Ethiopia is pinning its hopes of economic development and power generation on the GERD, but Egypt fears it will threaten its water supply from the Nile. Sudan is concerned about the dam’s safety and its own water flow.
Mohamed Abdel-Ati, who is Egypt's minister of water resources and irrigation, emphasized his country’s persistence in preserving its water rights and achieving the benefit for all parties in any GERD agreement that was reached.
On his visit to South Sudan, where he met the First Vice President Riek Machar and Minister of Water Resources and Irrigation Manawa Peter, he stressed the pursuit of a just and binding legal agreement that met the aspirations of all countries in development.
He also highlighted Egypt's flexibility in negotiations during the past few years which, he added, had been met with the “intransigence of the Ethiopian side.”
Abdel-Ati arrived in Juba on Monday along with an official delegation for a five-day visit to hold talks on promoting bilateral cooperation, including in the field of water management.
They discussed the latest developments on the Nile water issue and their countries' current positions on the GERD.
Abdel-Ati said Egypt was implementing projects in all Nile Basin countries and African countries, and that the projects implemented in South Sudan aimed to serve its people and achieve stability for them by solving drinking water problems and protecting against the dangers of floods.
He added that projects were currently being implemented in seven countries and that the number was expected to increase to 10 soon.
His remarks came as Sudan asked the UN Security Council to meet and discuss the dam dispute.
Foreign Minister Mariam Sadiq Al-Mahdi called on the council to hold a session as soon as possible to discuss the GERD and “its impact on the safety and security of millions of people,” Reuters reported, quoting a government statement.

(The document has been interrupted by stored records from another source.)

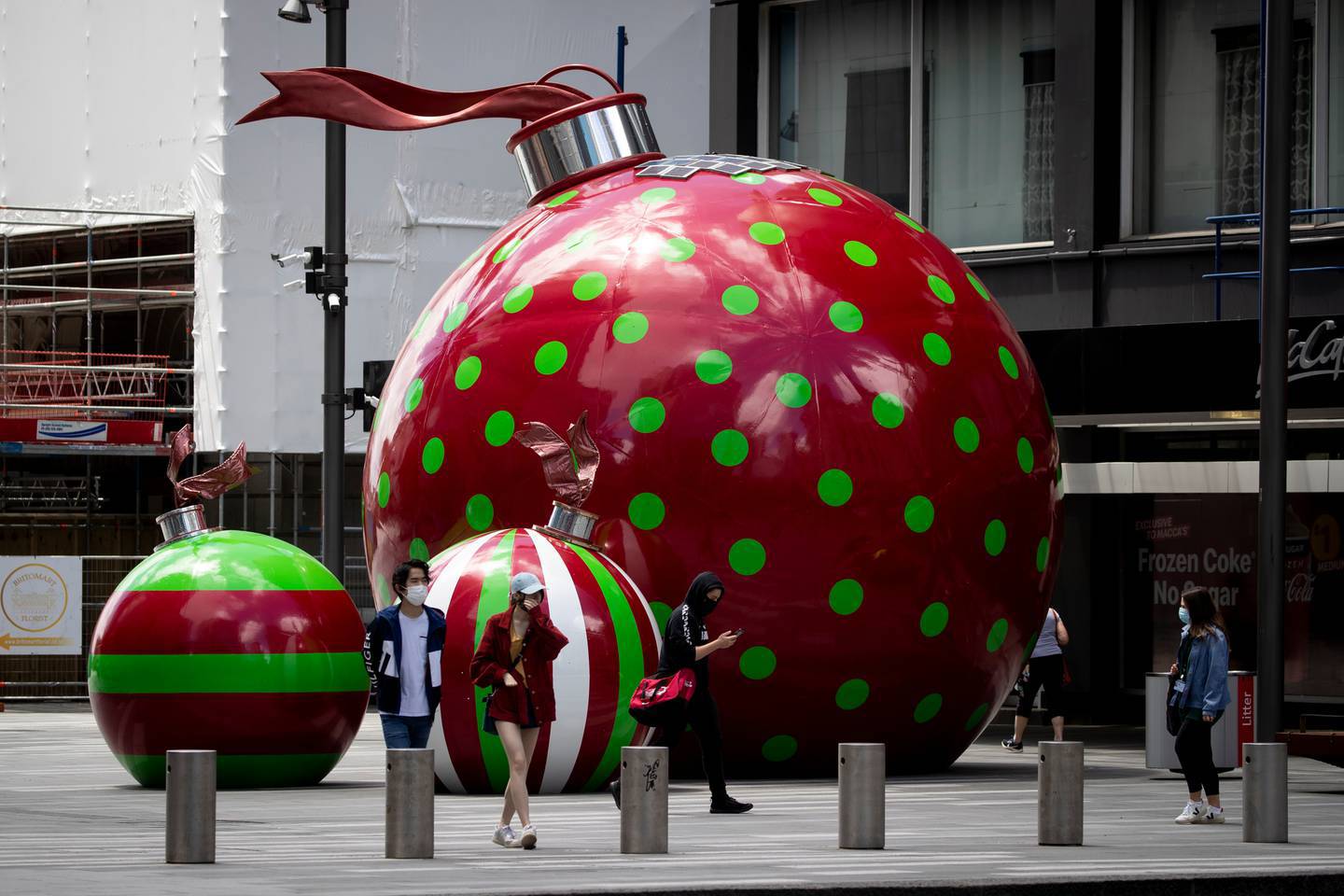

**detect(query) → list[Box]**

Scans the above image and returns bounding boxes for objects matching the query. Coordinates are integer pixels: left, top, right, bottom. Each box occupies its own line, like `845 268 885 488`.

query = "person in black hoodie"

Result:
611 572 751 814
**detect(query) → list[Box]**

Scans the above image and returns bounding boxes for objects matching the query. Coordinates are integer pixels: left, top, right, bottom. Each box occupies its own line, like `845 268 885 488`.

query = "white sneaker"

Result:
1176 802 1206 825
517 825 537 849
491 825 518 849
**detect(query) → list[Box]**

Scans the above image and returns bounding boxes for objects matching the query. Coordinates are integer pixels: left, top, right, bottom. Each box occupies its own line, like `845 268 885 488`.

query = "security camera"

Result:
275 0 314 25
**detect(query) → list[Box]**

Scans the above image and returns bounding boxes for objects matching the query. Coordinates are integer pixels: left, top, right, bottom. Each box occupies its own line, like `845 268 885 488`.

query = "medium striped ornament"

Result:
427 529 661 794
89 531 369 787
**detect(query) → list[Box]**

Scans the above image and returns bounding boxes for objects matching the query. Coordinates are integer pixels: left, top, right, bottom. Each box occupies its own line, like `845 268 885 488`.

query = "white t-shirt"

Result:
397 611 428 716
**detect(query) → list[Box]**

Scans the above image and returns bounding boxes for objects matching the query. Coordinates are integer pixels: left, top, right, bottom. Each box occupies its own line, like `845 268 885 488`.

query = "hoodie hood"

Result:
685 572 723 620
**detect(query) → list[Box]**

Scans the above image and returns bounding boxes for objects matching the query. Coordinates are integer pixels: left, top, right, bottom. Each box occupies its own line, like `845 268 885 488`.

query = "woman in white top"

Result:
1002 608 1069 752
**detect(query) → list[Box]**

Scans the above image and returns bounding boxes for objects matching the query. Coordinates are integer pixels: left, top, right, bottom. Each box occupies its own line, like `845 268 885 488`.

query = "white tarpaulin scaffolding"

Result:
0 0 709 452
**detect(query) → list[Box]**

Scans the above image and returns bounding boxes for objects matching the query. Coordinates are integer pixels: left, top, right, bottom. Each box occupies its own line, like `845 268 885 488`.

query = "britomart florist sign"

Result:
0 557 83 655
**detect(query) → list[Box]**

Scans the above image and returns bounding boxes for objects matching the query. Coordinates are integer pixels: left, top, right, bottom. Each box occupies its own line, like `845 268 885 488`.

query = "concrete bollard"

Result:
164 749 215 863
1036 740 1084 847
621 747 668 853
840 744 887 849
1242 743 1288 844
385 747 434 859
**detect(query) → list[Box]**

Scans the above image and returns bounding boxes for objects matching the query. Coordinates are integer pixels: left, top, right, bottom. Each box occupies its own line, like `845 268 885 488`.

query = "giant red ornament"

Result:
242 66 1060 775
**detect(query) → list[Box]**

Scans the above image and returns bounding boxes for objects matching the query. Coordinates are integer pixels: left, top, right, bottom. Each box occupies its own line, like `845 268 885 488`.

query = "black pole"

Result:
1255 0 1293 740
320 0 349 581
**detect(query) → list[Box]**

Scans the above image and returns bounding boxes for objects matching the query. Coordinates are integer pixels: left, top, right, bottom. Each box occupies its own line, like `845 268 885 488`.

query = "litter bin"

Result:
1143 672 1255 771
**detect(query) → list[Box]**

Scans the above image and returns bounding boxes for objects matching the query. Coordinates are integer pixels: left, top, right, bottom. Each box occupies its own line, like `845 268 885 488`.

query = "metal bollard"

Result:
1242 743 1288 844
385 747 434 859
621 747 668 853
1036 740 1084 847
840 744 887 849
164 749 215 863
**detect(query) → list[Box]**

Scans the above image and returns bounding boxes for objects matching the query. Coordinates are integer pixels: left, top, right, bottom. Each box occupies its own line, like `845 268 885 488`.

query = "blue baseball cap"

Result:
508 572 546 594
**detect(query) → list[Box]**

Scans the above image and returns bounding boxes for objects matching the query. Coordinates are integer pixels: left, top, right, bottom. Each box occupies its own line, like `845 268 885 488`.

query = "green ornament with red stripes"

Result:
426 518 661 794
89 505 369 787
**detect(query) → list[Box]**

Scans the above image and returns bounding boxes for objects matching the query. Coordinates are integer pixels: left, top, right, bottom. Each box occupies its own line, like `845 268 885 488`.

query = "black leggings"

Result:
653 691 728 799
1176 713 1223 796
1017 652 1064 719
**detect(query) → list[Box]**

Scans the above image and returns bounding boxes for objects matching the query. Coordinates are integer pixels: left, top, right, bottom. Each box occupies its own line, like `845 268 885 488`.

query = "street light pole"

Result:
320 0 349 581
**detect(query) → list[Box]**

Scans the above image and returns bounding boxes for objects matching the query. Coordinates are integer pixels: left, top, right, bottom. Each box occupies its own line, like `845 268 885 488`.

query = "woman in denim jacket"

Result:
1170 588 1232 825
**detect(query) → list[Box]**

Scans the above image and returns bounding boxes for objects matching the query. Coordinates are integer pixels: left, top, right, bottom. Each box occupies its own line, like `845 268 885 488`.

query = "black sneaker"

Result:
709 796 754 816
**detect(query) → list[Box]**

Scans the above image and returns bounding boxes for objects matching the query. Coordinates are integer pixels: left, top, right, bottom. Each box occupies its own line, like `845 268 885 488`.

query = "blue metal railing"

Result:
1203 205 1344 321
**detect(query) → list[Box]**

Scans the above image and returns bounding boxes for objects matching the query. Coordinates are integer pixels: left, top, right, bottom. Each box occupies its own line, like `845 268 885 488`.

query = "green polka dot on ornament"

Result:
807 187 844 208
425 435 443 475
546 189 580 208
829 302 862 333
627 395 668 432
728 539 764 575
916 693 942 725
896 211 923 233
986 620 1008 652
986 520 1008 557
1017 438 1036 473
570 270 606 302
659 236 694 262
906 495 932 532
929 274 957 305
611 312 650 345
919 600 947 638
873 392 906 430
639 187 676 205
491 236 523 265
629 492 666 532
443 302 467 333
467 495 495 532
723 284 761 315
966 274 989 302
818 469 853 507
923 333 952 367
694 348 733 385
504 285 532 315
738 645 777 681
952 416 980 454
774 373 812 407
650 600 672 631
453 355 482 391
709 430 749 466
485 411 513 447
532 340 570 376
761 735 798 762
748 220 784 245
829 579 862 617
406 376 425 413
836 679 870 709
844 239 877 267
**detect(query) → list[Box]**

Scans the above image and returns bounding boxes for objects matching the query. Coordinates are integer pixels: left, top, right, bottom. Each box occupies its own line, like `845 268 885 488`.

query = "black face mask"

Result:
685 572 723 620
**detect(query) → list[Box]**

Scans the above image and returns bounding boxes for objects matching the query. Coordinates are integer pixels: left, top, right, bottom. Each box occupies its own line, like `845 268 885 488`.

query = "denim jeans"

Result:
379 713 434 749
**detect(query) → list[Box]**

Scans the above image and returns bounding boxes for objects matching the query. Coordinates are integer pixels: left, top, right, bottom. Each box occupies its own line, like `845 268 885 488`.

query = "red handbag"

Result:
630 667 694 728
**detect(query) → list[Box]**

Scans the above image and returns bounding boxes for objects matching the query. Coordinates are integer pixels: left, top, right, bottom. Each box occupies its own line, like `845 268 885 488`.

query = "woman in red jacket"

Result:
471 572 570 849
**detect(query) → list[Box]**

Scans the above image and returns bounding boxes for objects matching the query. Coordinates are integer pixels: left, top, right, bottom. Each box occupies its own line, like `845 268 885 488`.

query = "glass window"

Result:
923 0 1055 245
763 0 910 210
1133 0 1314 233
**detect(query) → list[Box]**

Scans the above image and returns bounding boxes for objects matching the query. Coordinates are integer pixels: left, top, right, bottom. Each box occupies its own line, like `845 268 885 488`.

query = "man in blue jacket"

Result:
364 560 448 747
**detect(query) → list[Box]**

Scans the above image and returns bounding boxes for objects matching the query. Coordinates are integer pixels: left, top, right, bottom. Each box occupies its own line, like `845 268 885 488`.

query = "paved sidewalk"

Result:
0 707 1344 896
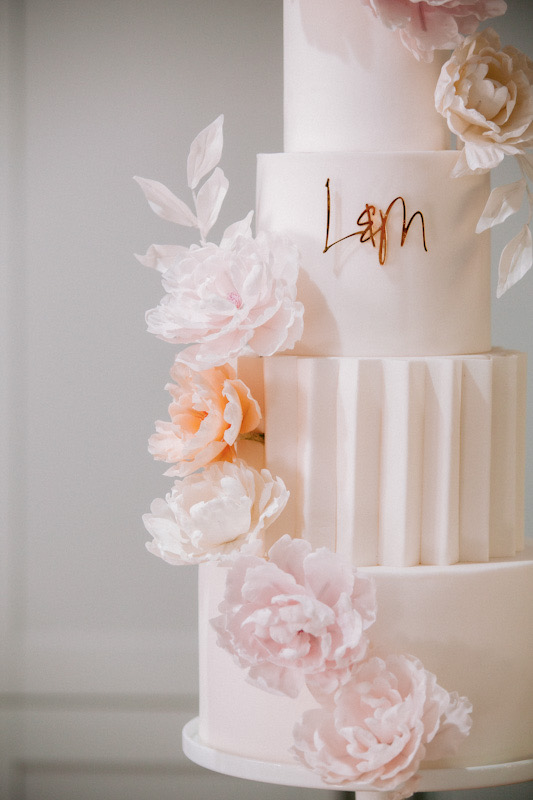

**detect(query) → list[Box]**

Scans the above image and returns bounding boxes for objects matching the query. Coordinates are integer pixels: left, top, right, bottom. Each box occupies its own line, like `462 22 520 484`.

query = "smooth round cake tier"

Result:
199 542 533 767
256 151 491 356
283 0 450 152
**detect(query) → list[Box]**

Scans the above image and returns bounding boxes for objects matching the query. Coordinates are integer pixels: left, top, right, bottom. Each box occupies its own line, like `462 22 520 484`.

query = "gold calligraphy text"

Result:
323 178 427 266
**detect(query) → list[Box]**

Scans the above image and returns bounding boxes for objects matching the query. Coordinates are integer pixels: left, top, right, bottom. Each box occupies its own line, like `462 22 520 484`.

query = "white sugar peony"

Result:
143 461 289 565
135 116 303 370
435 28 533 176
146 233 303 370
361 0 507 61
148 362 261 478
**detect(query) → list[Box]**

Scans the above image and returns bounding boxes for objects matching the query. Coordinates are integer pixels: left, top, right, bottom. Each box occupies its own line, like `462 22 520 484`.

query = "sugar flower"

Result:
213 536 375 697
361 0 507 61
143 460 289 564
435 28 533 175
293 655 472 798
136 116 303 370
148 362 261 478
146 233 303 369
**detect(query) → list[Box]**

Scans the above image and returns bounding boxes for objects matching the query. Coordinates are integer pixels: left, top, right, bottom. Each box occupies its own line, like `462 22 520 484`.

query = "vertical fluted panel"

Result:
297 358 339 550
489 351 518 558
336 358 383 566
515 353 527 552
256 350 526 566
379 359 425 566
261 356 298 538
459 356 492 562
420 358 461 564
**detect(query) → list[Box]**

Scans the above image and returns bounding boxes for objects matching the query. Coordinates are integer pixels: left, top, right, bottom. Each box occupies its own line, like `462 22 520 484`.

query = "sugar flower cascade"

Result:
136 120 472 798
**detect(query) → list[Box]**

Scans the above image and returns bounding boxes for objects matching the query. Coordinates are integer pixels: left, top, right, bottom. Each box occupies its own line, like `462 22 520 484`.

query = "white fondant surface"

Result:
257 152 491 356
199 543 533 769
283 0 450 152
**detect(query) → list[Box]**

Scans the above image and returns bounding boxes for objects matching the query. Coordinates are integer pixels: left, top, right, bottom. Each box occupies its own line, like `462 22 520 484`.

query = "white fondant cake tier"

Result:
257 152 491 356
283 0 450 152
199 543 533 767
238 349 526 566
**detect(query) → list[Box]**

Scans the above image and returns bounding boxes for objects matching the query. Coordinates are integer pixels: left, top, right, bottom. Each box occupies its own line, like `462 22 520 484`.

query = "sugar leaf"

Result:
187 114 224 189
135 244 189 272
496 225 533 297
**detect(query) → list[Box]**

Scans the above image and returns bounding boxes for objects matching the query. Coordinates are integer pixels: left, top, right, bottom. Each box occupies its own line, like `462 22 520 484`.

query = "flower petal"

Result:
220 211 254 250
496 225 533 297
134 176 198 228
476 178 526 233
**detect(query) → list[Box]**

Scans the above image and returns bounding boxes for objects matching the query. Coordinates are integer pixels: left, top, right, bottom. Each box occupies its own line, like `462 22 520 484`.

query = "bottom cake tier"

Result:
199 541 533 767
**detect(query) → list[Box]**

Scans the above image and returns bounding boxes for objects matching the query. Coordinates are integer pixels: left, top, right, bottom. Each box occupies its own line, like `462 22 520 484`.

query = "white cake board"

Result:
182 717 533 800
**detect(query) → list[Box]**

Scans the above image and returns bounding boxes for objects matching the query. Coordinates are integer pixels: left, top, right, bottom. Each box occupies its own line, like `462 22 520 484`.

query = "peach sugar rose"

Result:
148 362 261 478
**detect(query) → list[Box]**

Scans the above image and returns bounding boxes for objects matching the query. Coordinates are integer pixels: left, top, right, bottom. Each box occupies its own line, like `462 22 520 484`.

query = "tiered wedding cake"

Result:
139 0 533 796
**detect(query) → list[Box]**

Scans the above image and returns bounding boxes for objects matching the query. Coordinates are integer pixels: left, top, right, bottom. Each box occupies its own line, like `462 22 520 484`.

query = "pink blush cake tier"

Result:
137 0 533 798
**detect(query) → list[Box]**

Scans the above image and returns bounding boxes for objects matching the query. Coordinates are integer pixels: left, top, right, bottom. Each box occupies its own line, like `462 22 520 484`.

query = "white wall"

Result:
0 0 533 800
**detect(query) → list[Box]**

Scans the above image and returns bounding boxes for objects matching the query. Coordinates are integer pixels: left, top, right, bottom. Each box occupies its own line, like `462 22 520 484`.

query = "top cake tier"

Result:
284 0 450 153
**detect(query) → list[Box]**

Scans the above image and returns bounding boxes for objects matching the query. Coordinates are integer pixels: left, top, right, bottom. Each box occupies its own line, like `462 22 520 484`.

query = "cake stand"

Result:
182 717 533 800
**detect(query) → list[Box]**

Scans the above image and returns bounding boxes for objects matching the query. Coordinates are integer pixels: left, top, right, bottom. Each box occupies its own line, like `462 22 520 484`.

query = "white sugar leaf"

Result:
496 225 533 297
187 114 224 189
135 244 189 272
476 178 526 233
196 167 229 240
135 177 198 228
220 211 254 250
516 153 533 181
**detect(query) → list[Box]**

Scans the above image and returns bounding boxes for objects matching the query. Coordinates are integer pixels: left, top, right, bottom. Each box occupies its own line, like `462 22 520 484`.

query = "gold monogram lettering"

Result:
323 178 427 266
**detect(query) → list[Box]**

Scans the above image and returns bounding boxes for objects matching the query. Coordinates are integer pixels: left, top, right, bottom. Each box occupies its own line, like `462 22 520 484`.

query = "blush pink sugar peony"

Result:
435 28 533 175
293 655 471 798
213 536 375 697
143 460 289 564
361 0 507 61
148 362 261 478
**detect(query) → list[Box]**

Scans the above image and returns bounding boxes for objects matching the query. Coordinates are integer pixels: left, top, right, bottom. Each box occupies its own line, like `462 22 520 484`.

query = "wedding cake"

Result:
137 0 533 797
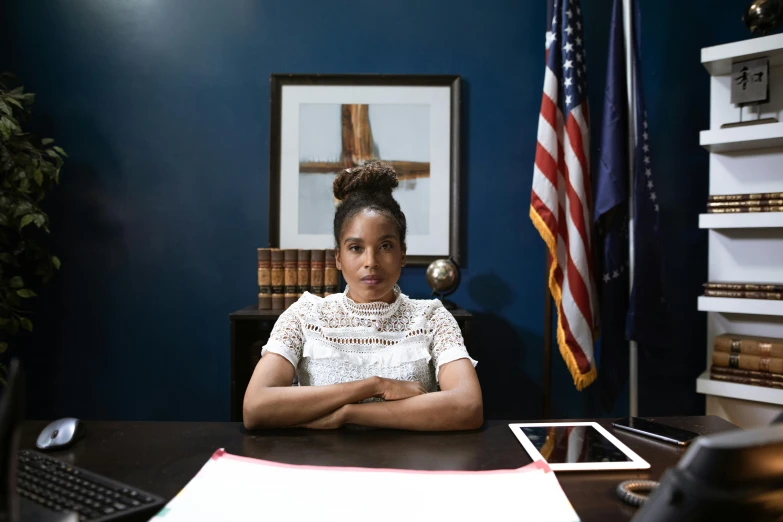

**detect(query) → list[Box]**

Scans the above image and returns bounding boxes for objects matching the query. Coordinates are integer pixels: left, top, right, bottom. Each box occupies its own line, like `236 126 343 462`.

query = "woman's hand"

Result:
292 406 345 430
377 377 427 401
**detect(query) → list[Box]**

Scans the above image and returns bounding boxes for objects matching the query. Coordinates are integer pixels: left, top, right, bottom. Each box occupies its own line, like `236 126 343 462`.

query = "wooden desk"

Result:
21 416 737 522
228 306 473 422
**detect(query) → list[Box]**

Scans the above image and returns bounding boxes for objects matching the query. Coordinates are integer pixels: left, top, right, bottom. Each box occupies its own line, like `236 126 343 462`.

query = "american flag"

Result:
530 0 598 390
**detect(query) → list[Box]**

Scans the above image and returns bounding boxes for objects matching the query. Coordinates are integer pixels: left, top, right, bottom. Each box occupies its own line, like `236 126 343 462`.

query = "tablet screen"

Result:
521 426 631 464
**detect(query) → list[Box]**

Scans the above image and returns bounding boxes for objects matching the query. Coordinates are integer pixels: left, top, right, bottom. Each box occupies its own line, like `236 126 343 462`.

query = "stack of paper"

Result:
154 449 579 522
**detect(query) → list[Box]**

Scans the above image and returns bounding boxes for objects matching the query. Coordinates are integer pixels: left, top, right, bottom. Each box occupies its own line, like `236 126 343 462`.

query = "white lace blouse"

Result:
261 285 477 392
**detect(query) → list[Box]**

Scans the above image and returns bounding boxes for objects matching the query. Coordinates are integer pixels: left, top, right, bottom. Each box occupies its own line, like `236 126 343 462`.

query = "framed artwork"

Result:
269 74 460 265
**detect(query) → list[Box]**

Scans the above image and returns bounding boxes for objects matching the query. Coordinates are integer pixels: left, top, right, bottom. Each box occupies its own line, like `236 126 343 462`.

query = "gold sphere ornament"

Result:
426 258 461 309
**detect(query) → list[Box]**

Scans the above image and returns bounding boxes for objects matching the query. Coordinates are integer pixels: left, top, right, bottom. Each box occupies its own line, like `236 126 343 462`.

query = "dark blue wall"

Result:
2 0 760 420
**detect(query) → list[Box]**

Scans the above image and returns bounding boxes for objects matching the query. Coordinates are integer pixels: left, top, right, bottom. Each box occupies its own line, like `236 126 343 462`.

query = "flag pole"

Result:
542 251 552 419
623 0 639 417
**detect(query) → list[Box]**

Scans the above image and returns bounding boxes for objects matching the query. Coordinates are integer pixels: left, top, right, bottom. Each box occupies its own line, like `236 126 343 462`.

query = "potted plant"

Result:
0 74 66 384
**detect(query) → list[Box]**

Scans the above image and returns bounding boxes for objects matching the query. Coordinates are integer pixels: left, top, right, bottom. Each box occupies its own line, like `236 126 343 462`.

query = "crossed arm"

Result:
243 352 484 431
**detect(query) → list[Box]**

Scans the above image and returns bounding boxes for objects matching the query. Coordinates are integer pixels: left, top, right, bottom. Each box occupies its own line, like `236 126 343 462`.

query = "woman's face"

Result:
335 210 405 303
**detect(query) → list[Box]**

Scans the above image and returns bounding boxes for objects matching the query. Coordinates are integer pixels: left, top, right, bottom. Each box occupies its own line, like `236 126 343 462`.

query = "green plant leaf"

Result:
5 96 24 109
19 214 33 230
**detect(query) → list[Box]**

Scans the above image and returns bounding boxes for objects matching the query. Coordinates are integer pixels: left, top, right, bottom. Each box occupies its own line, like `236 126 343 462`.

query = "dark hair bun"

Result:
332 161 399 201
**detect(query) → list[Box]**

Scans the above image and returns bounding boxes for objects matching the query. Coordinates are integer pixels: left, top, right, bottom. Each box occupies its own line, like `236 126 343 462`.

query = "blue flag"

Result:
594 0 668 408
594 0 630 409
615 0 670 346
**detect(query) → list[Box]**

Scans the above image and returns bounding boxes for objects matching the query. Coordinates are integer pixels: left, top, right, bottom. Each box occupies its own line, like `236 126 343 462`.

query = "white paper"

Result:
153 450 579 522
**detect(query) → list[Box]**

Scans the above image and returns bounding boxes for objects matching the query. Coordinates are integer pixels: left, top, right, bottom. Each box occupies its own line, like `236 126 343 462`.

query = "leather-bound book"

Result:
707 192 783 202
707 205 783 214
310 250 324 297
324 248 340 297
715 333 783 359
710 372 783 389
258 248 272 310
296 249 310 297
704 281 783 292
712 351 783 373
272 248 285 310
704 288 783 301
283 248 299 308
707 199 783 208
710 365 783 384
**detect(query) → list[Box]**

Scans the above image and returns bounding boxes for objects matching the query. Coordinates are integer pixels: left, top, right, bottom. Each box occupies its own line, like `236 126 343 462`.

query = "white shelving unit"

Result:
699 123 783 152
695 34 783 427
699 296 783 317
699 212 783 229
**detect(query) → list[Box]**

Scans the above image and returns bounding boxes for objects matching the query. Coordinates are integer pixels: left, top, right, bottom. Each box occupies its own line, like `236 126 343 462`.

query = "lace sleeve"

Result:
430 305 478 379
261 299 304 368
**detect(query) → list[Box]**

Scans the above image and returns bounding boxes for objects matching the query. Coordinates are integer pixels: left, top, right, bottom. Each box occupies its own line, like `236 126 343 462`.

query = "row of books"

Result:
704 282 783 300
710 334 783 389
707 192 783 214
258 248 340 310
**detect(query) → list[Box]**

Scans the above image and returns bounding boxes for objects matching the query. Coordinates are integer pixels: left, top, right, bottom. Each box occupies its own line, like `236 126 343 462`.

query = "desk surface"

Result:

She called on the council’s leader to urge Ethiopia to stop the “unilateral” filling of the dam “which exacerbates the dispute and poses a threat to regional and international peace and security.”
The Arab League’s envoy to the UN, Maged Abdel Fattah, said on Tuesday that Sudan and Egypt were working on a draft resolution to the council on the GERD if Ethiopia did not reach a deal.
Arab states would lobby for the draft resolution to be approved, he told Egyptian TV, adding that he did not expect world powers to block it.